ArtSeen Greater New York
Dream Screens
On View
Moma Ps1October 11, 2015 – March 7, 2016
New York
Sondra Perry’s multidimensional video portrait of a black family is a powerful antidote to the repetitive displays of racialized state violence too often displayed on our screens. Lineage for a Multiple-Monitor Workstation, one of the brightest-shining works in this year’s Greater New York, unfurls on two large screens in a small green room. The artist deploys music, multiple windows, and shifting, dreamlike narratives to explore her maternal lineage. During a visit to her grandmother’s New Jersey home, Perry, with a presence and humor reminiscent of Lena Dunham’s early videos, directs her family in the enactment of various invented and inherited rituals. These activities, never fully explained, are presented with contrasting detachment and emotion. In one scene, Perry asks the family sitting around the dining room table to don matching chartreuse ski masks; they comply, and this absurdist gesture is movingly juxtaposed with the overlaid tune of their softly harmonizing voices singing a gospel song.
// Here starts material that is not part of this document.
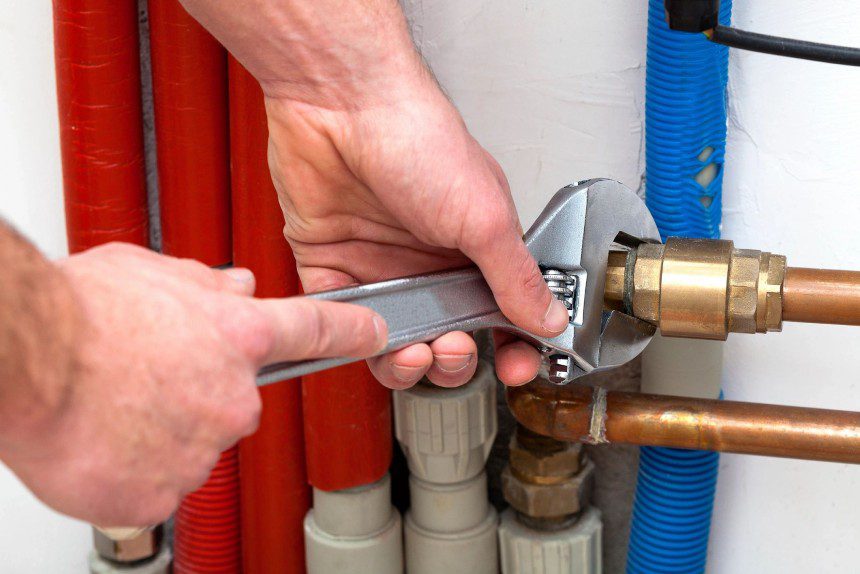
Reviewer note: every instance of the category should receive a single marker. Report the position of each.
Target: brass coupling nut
(701, 288)
(546, 479)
In another scene, Soundgarden’s grunge-rock “4th of July” plays while the artist’s older female relatives enact an old family tradition, folding and burying an American flag in the backyard with military solemnity. In a third scene, three teenaged girls identified as part of the family by their chartreuse ski masks (outfitted with long black ponytails) prance and strut confidently through the neighborhood and gaze across a body of water, heralding the future. The video ends hauntingly, with Perry’s grandmother reciting the lyrics to The Clash’s “The Guns of Brixton.” “You can crush us, you can bruise us, but you’ll have to answer to [. . .] the guns of Brixton,” she croons. Perry’s work invokes the now classic idea of the personal as political, and embodies the spirit of this year’s Greater New York, which affirms that the politics of race—and place—matter.